The Centennial location will be similar to the Stanley Marketplace version, opening initially for breakfast and lunch with just the biscuit menu, though a dinner component could be added later. The tight menu of biscuit sandwiches appeals to commuters who can grab them to go on on weekday mornings, but also to weekend brunch-goers, especially with the added attraction of a full bar. "We call it 'simple perfection,'" Schmied notes. "Since we only do a biscuit, each one has to be absolutely perfect."
Those biscuits are pretty versatile, though, coming in a number of hefty sandwich configurations as well as plates like biscuits with jambalaya, biscuit pot pie, biscuit French toast and even a biscuit cinnamon roll.

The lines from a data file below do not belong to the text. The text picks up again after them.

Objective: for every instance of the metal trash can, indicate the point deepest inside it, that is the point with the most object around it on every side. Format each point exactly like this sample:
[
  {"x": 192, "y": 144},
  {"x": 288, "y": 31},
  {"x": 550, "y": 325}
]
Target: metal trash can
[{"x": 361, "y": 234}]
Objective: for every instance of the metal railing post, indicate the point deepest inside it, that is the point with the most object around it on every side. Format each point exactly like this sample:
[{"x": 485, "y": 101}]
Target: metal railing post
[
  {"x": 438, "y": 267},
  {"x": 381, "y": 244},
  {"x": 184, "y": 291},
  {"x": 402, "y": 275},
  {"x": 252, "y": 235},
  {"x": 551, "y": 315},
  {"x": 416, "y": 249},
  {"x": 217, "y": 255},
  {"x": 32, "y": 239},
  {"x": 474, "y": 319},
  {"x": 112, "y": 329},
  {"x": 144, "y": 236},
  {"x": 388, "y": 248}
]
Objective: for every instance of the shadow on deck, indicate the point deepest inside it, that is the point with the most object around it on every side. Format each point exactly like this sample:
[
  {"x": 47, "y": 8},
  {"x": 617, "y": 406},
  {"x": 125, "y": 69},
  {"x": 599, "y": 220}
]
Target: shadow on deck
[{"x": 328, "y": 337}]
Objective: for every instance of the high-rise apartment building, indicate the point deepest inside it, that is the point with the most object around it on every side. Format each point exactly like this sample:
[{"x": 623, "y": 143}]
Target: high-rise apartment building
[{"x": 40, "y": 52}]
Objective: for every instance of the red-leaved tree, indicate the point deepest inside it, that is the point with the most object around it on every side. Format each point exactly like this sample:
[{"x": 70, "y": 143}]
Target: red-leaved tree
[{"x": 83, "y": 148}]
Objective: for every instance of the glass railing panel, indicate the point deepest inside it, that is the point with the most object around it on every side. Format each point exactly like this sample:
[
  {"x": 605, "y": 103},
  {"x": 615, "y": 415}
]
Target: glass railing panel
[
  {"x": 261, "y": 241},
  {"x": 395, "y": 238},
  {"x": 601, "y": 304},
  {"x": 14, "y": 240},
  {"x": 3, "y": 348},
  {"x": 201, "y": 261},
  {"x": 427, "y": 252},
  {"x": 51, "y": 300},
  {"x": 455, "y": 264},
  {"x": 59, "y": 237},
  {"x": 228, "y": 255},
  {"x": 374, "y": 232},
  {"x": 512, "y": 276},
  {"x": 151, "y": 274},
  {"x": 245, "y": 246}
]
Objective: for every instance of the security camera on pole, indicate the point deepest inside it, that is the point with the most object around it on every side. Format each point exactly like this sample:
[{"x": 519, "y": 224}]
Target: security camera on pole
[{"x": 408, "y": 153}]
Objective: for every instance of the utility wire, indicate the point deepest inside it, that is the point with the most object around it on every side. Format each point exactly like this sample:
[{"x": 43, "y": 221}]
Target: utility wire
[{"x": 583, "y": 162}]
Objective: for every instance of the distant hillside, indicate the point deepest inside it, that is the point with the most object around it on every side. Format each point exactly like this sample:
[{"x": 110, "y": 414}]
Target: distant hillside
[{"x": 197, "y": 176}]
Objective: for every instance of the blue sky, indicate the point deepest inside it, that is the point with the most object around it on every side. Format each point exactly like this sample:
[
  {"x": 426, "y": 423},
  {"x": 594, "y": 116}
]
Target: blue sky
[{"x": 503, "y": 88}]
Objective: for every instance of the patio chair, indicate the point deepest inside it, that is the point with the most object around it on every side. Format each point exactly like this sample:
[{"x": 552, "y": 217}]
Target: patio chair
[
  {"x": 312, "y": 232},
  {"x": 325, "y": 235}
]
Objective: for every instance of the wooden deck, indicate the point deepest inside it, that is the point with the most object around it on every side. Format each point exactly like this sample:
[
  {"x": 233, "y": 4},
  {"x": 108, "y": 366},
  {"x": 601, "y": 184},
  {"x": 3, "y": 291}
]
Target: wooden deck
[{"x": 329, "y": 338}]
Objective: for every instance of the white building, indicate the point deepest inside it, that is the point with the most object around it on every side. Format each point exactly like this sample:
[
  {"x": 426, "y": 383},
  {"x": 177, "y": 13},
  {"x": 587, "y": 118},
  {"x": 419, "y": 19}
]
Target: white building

Many of the sandwiches are named after Denver streets, and the company added a new one just for the Kansas City market when that location opened. "We haven't come up with a Centennial-specific sandwich yet, but I'd be surprised if we don't add one," Schmied says.
Atomic Provisions, the parent company for all of the concepts, has managed to keep business steady through the pandemic thanks to walk-up windows at several of the locations, plus support "from our incredible customers and hardworking team," according to Schmied. The shift to more outdoor seating and takeout orders over the past twelve months has helped the company recognize these changes as permanent ways to grow its customer base, including in Centennial.
The home of the former fast-food burger joint, located in the Quebec Village shopping center just off County Line Road, will receive a complete overhaul in the coming months and is expected to open in September or October. See the Denver Biscuit Company website for details on the other six locations.